NVIDIA Unveils Open RDMA Protocol With AMD, Microsoft, and OpenAI to Supercharge Gigascale AI Networking
Summary
NVIDIA, alongside AMD, Microsoft, and OpenAI, unveils a groundbreaking open RDMA transport protocol called Multipath Reliable Connection (MRC), designed to revolutionize gigascale AI networking by distributing traffic across multiple paths for faster, more resilient large-scale AI training clusters.
Key Points
- NVIDIA Spectrum-X Ethernet is setting the standard for gigascale AI networking, with industry leaders like OpenAI, Microsoft, and Oracle deploying it to power some of the world's largest AI training clusters.
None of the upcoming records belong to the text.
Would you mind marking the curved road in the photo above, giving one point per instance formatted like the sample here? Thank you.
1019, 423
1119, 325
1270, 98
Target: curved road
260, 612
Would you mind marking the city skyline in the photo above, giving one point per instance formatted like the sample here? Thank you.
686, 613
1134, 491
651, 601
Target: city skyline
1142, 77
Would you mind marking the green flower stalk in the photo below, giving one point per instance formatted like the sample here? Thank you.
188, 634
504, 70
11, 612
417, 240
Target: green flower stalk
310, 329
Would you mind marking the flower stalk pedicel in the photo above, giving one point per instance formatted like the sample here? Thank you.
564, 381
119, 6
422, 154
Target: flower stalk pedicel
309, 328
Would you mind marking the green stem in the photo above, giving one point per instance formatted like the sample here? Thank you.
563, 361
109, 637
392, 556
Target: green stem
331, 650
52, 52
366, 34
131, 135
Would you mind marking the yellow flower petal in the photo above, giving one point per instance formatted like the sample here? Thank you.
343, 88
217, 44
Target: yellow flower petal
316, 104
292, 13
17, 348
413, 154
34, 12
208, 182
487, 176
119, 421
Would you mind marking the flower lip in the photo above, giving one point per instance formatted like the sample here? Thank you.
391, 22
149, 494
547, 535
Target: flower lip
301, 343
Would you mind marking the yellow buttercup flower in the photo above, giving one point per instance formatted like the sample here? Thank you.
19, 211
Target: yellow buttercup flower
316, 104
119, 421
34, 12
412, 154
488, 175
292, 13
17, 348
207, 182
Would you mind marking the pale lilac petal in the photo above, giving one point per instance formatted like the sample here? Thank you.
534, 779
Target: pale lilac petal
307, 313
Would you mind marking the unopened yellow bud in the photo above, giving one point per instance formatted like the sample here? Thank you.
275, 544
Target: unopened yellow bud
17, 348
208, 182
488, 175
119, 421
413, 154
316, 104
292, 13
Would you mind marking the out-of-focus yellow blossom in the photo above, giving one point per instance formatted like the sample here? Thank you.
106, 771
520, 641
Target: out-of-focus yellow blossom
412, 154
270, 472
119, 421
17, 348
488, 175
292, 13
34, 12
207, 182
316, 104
- A new RDMA transport protocol called Multipath Reliable Connection (MRC) is now being released as an open specification through the Open Compute Project, enabling a single RDMA connection to distribute traffic across multiple network paths for improved throughput, load balancing, and resilience.
- MRC, developed in collaboration with AMD, Broadcom, Intel, Microsoft, and OpenAI, uses hardware-speed failure detection and intelligent retransmission to keep thousands of GPUs synchronized, minimizing disruptions and maximizing efficiency during large-scale AI training runs.